When you think about the greatest invention of the 20th century, a few key technologies might come to mind: the personal computer, internet, antibiotics, or the electric guitar. But, for Douglas Merrill, founder and chief executive of Zest Finance, nothing compares to the Fico score.
“The Fico score is the most important innovation of the 20th century and no one gives them any credit for it,” Merrill told Auto Finance News. “But then, in 1980, credit availability basically just flatlines. The right question is: What happened there?”
Zest tries to solve this issue by using algorithmic techniques, artificial intelligence, and machine learning he studied during his time as the chief information officer at Google before leaving in 2008. The company’s newly launched auto finance software aims to provide credit to consumers traditionally considered too risky by adding more points of information than a traditional Fico score provides.
Fico scores also helped to limit discrimination in auto finance, and the Zest platform aims to bring more data to that process, as well. Zest estimates it can decrease discrimination in the industry by providing tools that will allow lenders to comply with the Consumer Financial Protection Bureau’s rules on disparate impact, using the guidelines of the BISG model.
“There is always some disparate impact, but the tricky part is, the law doesn’t say you can’t have any disparate impact, it says you can’t have any ‘material disparate impact,’” said Merrill, who worked at the company that developed the model — Rand Corp. — for five years.

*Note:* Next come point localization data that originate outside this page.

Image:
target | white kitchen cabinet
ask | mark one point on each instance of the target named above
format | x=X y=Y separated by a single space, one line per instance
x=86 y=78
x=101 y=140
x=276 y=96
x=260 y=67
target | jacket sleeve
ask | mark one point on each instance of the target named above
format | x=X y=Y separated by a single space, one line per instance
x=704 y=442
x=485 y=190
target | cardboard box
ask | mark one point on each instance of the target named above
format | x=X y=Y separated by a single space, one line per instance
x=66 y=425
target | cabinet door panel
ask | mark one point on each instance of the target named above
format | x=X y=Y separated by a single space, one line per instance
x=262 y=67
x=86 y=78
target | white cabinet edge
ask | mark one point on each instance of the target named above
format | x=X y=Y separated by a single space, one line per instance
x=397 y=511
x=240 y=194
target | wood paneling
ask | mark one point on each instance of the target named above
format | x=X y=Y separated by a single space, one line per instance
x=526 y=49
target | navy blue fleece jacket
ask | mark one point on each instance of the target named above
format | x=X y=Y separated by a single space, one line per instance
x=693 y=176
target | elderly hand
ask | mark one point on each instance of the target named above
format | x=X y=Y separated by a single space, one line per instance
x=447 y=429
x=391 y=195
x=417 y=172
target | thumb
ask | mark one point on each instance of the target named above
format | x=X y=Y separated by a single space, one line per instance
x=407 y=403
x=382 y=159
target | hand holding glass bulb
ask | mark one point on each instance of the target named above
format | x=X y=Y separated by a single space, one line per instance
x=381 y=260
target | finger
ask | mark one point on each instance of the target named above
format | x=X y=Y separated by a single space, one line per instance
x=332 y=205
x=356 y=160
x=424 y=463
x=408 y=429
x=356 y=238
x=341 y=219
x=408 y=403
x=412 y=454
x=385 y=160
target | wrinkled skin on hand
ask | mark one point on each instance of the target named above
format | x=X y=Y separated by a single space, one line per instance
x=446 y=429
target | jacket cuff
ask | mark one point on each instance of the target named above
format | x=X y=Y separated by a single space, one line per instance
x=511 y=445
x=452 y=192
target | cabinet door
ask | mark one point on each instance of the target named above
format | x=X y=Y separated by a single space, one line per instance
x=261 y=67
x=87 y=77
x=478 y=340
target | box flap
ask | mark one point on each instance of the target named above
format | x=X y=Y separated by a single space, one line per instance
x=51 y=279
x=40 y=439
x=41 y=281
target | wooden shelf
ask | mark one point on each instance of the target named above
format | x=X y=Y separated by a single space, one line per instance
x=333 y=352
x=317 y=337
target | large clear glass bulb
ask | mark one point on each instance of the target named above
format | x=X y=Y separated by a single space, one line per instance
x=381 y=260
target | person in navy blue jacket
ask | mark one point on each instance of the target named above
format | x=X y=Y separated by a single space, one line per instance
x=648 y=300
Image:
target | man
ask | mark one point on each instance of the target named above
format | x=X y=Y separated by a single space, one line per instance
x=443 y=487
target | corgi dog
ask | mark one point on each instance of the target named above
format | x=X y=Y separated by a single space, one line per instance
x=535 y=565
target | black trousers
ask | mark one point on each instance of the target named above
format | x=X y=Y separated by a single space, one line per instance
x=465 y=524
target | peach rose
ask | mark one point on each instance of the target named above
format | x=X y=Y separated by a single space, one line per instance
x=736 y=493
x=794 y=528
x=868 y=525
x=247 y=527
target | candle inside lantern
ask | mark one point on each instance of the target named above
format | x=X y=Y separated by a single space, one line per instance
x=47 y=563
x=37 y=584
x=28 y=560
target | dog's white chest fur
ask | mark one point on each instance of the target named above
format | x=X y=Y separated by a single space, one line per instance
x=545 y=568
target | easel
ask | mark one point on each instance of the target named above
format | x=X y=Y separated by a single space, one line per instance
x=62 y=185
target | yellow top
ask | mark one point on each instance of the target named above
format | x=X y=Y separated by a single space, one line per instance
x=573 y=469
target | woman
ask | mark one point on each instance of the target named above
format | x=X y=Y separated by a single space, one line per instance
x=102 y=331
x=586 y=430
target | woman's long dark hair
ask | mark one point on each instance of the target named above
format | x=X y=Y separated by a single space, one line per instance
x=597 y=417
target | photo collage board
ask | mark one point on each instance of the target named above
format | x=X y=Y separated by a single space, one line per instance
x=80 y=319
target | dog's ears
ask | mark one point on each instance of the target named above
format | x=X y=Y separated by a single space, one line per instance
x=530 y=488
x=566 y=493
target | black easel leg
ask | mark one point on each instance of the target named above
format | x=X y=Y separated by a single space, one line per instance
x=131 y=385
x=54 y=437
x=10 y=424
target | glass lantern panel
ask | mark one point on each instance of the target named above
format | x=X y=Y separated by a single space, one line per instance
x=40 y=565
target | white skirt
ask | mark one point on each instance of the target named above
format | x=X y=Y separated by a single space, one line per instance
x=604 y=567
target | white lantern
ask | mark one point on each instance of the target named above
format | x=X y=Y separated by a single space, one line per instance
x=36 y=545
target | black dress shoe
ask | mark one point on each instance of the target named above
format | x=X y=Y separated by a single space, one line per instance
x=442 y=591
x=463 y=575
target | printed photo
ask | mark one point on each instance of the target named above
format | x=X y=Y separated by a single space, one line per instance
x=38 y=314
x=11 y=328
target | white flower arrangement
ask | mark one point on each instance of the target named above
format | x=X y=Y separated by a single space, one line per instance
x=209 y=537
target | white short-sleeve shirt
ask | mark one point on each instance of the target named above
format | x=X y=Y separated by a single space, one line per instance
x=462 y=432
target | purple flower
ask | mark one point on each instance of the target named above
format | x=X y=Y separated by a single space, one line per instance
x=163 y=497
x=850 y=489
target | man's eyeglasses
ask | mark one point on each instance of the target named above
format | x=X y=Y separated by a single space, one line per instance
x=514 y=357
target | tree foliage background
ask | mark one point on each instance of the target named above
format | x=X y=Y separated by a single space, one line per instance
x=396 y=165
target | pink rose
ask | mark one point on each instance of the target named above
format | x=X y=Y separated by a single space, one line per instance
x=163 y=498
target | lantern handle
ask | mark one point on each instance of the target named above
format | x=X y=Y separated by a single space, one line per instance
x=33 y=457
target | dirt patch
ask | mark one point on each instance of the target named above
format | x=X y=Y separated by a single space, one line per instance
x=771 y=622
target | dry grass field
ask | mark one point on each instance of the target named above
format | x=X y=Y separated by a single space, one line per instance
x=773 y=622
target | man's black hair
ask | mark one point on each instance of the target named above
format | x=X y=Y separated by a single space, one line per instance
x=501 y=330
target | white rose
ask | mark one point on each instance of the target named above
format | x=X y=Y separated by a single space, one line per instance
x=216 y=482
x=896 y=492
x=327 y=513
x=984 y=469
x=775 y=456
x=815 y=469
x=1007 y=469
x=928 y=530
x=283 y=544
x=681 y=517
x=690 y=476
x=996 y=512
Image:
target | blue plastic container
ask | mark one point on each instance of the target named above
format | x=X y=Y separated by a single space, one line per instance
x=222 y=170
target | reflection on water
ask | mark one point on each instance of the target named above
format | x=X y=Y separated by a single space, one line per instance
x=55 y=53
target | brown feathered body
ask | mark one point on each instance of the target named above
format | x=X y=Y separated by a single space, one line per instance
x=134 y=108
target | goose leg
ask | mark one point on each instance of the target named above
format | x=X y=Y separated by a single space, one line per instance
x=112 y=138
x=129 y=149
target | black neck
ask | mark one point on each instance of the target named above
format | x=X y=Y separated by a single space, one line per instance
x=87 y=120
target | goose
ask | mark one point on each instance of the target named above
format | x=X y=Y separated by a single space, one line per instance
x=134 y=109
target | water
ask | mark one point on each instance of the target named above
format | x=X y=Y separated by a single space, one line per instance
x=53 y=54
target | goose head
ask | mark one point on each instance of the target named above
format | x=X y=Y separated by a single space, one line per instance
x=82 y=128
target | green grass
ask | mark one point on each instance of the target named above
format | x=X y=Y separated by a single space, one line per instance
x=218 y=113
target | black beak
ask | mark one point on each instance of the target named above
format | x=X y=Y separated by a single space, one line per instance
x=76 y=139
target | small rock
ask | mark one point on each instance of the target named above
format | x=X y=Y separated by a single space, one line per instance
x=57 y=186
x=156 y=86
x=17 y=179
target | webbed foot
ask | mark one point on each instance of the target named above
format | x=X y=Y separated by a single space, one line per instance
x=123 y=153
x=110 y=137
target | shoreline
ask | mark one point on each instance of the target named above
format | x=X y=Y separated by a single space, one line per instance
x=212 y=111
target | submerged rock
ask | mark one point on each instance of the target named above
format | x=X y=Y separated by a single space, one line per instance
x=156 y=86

The platform can take the predicted economic outcomes of a protected class and overlap the actual economic impact the lender is having on that group of people. For example, Chinese borrowers are expected to perform one way in a portfolio, so do the lender’s terms lineup with that prediction? Or are Chinese borrowers being adversely affected by the financing practices — intentionally or unintentionally.
This is something sports analysts have done with statistics for years. For example, you might take NBA star LeBron James’ past history of hitting three-point shots for the Cleveland Cavaliers and form a model that predicts how many he’s expected to make in 2017. You could then see if he’s performing below or above that expectation, and isolate the factors impacting his performance.
The CFPB does not state that all protected classes need to have equal approval rates, it only requires that lenders do not discriminate knowingly, and to the extent that there is unintentional discrimination, Merrill said. Lenders have to mitigate it, he added.
Zest would look at a lender’s predicted and actual outcomes to determine if — for example — Chinese borrowers are experiencing “material disparate impact” under the financial institutions current practices, he said. If those protected classes are being economically affected by the lender’s practices then they have the tools to mitigate it.
“So, you can do this often enough that even if you made a mistake, and you’re building some disparate impact over time, you’ll know in a week instead of a month and fix it right away,” he said.